Leamington’s remarkable transformation was in spite of the great difficulty in actually getting here and the film takes us back to the days of the stagecoach, when the Regent was the town’s main coaching inn and the journey from London took a tortuous 9 hours. Not surprisingly, local people celebrated the coming of the railway wholeheartedly and the DVD describes the excitement that greeted the departure of the very first train from Leamington Station.
In a feature on Leamington at war we remember the sacrifice of Leamington’s young men in the Great War and the terrible price one local family paid for their patriotism. In the Second World War we learn how Leamington provided a safe haven for evacuees from Birmingham, and welcomed victims of the Coventry Blitz and refugees from occupied Czechoslovakia. But the town didn’t escape completely from the unwanted attention of Hitler and a lasting reminder of the day it was bombed can still be found in modern Leamington.

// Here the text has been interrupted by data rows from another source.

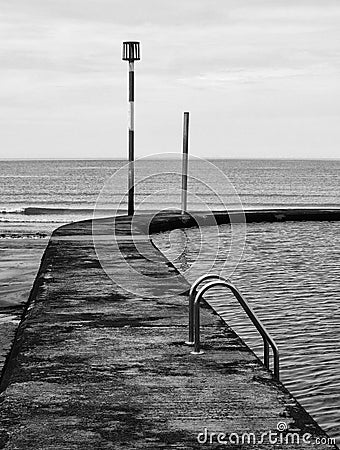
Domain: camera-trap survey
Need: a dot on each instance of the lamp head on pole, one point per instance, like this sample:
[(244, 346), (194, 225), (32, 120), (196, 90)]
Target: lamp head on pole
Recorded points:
[(131, 51)]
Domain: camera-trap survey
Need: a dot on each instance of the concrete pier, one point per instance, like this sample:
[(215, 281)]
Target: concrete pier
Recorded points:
[(94, 366)]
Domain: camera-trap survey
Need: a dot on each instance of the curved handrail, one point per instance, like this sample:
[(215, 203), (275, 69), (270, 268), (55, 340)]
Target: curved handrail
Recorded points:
[(267, 339), (192, 295)]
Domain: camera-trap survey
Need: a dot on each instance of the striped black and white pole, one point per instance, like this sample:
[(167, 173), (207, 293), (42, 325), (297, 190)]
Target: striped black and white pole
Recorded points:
[(131, 53)]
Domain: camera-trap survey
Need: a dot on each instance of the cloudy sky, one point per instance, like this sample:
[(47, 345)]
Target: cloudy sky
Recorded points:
[(259, 77)]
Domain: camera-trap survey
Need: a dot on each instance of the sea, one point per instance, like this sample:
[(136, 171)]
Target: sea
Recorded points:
[(288, 271)]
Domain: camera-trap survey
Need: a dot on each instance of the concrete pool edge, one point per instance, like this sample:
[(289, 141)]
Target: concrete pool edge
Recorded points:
[(44, 277)]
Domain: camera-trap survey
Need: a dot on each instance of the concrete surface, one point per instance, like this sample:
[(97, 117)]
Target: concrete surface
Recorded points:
[(94, 366)]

Last but definitely not least, the DVD delves into the stories behind some of the monuments that grace the town today, including the elephants in Regent Court and the fountain in Jephson Gardens.
This entertaining journey through time includes stories from the archives of the Leamington Spa Courier whose first-hand account of events as they happened present a unique insight into life in Leamington in times gone by. The DVD is narrated by Richard Vernon and the running time is 45 minutes.